Receiving these communities has not always been easy, nor has it been free from controversy and tension. Systems have always been improvised, and Colombia and the entire region undertook this massive reception with little support from the international community. But the experiences of Latin America and the Caribbean provide important examples that it is possible to find opportunities with unprecedented levels of population mobility and that host communities can accommodate newcomers in an efficient and humane manner.

The Los Angeles Declaration on Migration and Protection, developed by 21 countries at the Summit of the Americas last year, builds on that legacy of welcome and opens the door to a new and more effective future for migration management across America. The declaration commits signatories to work together to support host communities, promote alternative and legal migration routes, improve humane migration management and enhance coordinated emergency response to prevent migration before arrival

However, the implementation of the Los Angeles Manifesto is threatened by an impulse that is difficult to counteract, especially in the United States: the search for imposed and short-term solutions aimed at dissuading migrants from doing so. The Biden administration’s recent proposal to limit access to asylum is precisely one of those false measures.

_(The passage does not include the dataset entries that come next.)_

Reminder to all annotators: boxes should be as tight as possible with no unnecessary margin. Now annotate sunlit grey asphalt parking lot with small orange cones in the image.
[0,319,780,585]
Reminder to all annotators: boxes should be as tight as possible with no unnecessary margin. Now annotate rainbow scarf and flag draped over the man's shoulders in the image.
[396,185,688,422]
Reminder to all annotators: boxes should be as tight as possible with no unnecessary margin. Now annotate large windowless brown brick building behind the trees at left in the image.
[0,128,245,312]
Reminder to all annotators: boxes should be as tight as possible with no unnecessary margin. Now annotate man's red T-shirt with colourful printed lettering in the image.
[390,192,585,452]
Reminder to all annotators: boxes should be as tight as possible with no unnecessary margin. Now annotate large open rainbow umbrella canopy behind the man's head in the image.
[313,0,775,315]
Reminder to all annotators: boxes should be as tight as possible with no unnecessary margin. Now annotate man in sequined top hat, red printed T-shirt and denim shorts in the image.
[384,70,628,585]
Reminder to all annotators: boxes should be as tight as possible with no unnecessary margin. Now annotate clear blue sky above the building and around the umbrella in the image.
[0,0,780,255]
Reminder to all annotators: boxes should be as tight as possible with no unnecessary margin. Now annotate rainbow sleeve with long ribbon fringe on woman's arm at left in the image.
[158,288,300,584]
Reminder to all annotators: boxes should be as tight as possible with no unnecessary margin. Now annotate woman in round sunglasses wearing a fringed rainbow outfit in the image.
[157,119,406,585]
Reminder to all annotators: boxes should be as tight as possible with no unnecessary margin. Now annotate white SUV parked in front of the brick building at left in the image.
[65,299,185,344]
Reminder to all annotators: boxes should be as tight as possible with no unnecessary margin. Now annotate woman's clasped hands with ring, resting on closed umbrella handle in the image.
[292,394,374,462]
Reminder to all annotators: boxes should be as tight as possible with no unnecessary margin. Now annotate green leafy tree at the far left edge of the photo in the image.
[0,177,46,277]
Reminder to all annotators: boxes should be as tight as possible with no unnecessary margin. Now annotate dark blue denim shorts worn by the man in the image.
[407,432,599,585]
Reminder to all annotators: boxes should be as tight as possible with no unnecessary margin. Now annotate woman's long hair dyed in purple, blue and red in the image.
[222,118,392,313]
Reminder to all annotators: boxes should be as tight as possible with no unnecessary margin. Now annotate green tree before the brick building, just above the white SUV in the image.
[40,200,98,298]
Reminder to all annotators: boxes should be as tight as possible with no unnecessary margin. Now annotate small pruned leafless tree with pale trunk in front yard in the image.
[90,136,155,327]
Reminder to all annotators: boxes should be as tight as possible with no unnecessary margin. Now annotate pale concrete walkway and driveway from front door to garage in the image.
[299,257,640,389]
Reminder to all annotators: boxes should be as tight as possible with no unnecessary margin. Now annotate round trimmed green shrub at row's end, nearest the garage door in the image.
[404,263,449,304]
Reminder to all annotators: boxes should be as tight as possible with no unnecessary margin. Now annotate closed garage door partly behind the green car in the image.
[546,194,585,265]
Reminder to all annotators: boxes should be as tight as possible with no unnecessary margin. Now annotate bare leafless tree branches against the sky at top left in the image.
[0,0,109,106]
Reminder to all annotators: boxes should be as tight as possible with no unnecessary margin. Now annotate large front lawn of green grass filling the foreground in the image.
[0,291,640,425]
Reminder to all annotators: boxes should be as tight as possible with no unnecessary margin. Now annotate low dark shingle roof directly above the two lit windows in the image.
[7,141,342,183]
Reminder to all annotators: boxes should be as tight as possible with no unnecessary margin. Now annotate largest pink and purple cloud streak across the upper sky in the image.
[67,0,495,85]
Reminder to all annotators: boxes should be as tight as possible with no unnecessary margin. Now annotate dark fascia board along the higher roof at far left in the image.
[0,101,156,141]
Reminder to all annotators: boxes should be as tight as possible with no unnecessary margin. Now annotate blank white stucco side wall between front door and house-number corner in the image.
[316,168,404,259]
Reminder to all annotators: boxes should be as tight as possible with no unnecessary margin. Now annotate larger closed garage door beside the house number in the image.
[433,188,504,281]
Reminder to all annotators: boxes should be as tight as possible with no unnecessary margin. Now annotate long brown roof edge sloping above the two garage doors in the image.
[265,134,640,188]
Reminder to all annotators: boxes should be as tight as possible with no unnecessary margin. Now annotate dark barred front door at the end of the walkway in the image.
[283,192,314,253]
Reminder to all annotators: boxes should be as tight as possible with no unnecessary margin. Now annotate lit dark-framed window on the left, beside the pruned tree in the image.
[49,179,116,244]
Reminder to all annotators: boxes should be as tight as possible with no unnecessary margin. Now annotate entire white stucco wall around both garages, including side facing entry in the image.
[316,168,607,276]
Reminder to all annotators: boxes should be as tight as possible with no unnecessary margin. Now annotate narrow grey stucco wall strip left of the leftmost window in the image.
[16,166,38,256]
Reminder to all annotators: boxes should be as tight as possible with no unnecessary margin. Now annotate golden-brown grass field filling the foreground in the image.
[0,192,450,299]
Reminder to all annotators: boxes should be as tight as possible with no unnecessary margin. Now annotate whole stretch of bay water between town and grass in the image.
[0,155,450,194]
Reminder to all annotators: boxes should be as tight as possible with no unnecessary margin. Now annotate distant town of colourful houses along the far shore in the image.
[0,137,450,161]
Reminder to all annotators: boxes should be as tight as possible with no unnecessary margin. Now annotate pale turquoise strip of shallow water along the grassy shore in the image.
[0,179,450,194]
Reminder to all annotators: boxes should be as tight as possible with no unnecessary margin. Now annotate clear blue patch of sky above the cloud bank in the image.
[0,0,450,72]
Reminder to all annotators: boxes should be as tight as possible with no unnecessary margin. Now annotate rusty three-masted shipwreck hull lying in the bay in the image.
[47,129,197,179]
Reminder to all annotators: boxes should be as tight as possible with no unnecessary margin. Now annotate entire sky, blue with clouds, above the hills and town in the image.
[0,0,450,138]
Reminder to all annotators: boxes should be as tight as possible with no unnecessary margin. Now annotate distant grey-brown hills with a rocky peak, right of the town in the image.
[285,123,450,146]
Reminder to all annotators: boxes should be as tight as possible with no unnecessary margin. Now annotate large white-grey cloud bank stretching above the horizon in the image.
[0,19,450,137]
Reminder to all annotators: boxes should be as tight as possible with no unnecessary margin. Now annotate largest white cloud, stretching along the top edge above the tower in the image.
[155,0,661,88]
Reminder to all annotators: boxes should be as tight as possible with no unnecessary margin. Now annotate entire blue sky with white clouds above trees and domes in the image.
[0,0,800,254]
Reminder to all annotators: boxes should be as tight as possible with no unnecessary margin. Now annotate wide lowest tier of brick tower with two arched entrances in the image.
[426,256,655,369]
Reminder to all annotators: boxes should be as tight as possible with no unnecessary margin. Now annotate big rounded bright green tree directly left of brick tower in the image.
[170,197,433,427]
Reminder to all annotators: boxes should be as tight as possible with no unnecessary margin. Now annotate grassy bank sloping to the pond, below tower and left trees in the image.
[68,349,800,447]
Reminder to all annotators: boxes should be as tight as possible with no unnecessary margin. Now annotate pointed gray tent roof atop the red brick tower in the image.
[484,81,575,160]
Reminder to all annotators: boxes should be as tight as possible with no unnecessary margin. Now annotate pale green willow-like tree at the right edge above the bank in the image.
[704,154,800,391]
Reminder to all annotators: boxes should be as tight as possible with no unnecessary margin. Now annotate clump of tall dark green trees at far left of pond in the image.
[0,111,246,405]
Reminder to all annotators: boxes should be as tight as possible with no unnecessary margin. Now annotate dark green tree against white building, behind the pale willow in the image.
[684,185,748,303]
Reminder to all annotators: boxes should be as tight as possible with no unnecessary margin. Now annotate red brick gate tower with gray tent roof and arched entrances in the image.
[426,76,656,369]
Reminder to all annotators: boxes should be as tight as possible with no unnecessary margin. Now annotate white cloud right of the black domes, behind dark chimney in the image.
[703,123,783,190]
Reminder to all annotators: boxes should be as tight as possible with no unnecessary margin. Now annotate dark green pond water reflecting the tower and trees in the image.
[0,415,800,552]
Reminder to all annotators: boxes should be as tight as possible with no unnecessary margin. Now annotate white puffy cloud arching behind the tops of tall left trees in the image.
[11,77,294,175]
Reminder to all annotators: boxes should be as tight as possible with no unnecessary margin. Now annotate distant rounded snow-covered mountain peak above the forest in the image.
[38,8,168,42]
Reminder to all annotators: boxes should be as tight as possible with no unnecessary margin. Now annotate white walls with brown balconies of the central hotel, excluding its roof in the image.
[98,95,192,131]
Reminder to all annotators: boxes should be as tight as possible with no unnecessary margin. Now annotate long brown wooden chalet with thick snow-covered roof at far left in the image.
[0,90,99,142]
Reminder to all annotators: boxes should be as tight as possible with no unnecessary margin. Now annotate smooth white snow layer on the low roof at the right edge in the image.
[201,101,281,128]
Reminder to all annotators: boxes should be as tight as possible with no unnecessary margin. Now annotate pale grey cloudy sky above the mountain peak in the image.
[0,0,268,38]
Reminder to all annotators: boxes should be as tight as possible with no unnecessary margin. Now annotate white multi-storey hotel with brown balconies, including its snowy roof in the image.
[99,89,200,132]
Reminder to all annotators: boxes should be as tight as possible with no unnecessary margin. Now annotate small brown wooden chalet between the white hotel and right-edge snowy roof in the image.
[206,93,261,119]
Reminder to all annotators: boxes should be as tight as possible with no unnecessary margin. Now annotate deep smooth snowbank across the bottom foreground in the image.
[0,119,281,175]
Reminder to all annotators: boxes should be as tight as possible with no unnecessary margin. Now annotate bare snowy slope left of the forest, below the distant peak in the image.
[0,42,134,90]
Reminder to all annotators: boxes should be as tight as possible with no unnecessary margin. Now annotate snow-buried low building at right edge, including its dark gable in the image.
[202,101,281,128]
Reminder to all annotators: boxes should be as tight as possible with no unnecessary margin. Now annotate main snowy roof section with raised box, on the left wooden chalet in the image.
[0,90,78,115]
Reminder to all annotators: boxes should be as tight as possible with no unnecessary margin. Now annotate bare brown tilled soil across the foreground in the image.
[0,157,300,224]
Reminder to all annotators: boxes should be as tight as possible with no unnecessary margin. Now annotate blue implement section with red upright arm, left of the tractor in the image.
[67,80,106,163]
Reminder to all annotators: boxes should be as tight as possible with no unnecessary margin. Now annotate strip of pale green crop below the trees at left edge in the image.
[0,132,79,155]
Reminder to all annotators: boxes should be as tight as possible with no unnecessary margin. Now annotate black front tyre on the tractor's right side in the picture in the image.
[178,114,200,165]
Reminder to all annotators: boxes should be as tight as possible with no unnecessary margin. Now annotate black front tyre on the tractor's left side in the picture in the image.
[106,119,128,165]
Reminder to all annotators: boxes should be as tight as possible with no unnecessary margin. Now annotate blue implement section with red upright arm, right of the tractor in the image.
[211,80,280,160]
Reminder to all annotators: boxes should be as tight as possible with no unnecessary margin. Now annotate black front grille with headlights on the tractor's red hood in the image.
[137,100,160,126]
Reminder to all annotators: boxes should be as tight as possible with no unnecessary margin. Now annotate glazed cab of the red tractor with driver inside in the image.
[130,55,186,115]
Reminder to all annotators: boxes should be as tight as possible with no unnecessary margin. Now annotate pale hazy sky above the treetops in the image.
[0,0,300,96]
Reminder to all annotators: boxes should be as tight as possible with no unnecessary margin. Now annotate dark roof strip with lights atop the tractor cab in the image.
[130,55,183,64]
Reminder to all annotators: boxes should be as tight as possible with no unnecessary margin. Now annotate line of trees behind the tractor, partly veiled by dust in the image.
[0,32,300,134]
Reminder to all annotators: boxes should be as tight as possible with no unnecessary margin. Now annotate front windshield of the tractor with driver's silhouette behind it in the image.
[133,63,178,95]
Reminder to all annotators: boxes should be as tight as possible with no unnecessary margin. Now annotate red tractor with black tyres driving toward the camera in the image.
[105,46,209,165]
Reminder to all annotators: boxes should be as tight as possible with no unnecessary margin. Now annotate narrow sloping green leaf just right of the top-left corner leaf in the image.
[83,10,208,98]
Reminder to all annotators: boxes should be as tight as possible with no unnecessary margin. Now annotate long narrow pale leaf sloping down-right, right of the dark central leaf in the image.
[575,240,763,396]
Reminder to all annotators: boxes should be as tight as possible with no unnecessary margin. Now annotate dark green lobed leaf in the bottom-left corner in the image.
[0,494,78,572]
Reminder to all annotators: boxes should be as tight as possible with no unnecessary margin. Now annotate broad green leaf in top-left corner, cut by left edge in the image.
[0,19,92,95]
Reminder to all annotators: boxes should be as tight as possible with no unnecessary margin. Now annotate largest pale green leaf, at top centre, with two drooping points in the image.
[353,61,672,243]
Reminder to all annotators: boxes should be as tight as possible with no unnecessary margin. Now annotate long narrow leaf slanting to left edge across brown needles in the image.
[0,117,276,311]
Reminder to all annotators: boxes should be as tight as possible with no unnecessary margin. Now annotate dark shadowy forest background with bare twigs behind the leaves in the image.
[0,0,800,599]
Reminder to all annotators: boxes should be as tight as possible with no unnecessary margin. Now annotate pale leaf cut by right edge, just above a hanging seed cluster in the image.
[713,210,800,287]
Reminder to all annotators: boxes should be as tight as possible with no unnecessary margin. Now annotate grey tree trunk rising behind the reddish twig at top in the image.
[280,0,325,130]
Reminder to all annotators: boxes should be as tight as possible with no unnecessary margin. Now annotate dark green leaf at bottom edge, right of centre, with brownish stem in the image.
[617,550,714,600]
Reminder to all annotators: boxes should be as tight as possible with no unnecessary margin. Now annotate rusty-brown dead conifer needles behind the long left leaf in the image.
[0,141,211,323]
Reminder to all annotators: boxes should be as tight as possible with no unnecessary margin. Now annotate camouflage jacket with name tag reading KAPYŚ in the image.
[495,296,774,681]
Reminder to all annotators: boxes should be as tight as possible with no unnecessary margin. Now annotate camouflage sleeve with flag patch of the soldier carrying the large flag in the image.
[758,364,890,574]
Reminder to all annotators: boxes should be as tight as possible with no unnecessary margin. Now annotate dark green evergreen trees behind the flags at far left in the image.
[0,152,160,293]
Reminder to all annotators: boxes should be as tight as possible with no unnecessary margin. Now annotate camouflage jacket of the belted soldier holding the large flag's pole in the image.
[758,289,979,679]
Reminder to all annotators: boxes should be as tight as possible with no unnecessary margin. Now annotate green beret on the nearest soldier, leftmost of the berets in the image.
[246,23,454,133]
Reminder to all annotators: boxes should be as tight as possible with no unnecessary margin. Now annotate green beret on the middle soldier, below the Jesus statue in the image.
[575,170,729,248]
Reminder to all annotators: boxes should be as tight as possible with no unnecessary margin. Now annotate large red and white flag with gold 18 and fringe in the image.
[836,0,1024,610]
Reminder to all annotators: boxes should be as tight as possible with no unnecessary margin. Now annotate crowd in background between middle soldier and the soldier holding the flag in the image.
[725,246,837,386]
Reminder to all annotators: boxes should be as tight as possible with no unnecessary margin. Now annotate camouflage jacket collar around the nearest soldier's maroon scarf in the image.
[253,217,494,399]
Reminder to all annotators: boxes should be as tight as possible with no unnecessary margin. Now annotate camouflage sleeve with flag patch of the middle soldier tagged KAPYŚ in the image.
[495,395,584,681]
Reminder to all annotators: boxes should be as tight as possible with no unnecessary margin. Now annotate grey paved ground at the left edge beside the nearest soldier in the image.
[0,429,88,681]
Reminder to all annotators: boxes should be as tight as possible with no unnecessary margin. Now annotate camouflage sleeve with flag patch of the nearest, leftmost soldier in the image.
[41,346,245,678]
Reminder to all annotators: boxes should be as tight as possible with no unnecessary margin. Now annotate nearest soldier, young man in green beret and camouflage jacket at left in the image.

On the proposed reforms, the US government appears to be listening to the siren calls for it to move asylum farther from its shores and to “safe first countries”. What should be a cautionary tale for the United States, a full-fledged application of this strategy has already been attempted – unsuccessfully – in Europe. The European Union’s Dublin Regulation has overburdened border countries, introduced inefficiencies in the asylum process, undermined solidarity between countries and undermined public confidence in Europe’s ability to manage migration. And this in the European Union, which is much more institutionalized and has many more resources than the inter-American system.

Any cargo handling strategy this side of the Atlantic would be patently unfair and contrary to the spirit of brotherhood and solidarity demonstrated by Colombia and Latin America. It would also put untenable pressure on countries that have led by example, such as Colombia, which is already showing dim signs of regression. Forcing us to take in larger numbers could make it harder to sustain the policies that have stabilized migrant populations. As has happened in Europe, this would further encourage migrants to turn to smugglers to avoid detection at the borders.

To make it clear that there is a better and more effective way to manage migration, countries across America must step up their reception efforts, as we did with Venezuelans, and deliver on what was promised in the Los Angeles Declaration. In this way we can order much more human mobility in our hemisphere and give all our democracies some much-needed breathing space.

Juan Manuel Santos He was President of Colombia from 2010 to 2018 and is the recipient of the 2016 Nobel Peace Prize.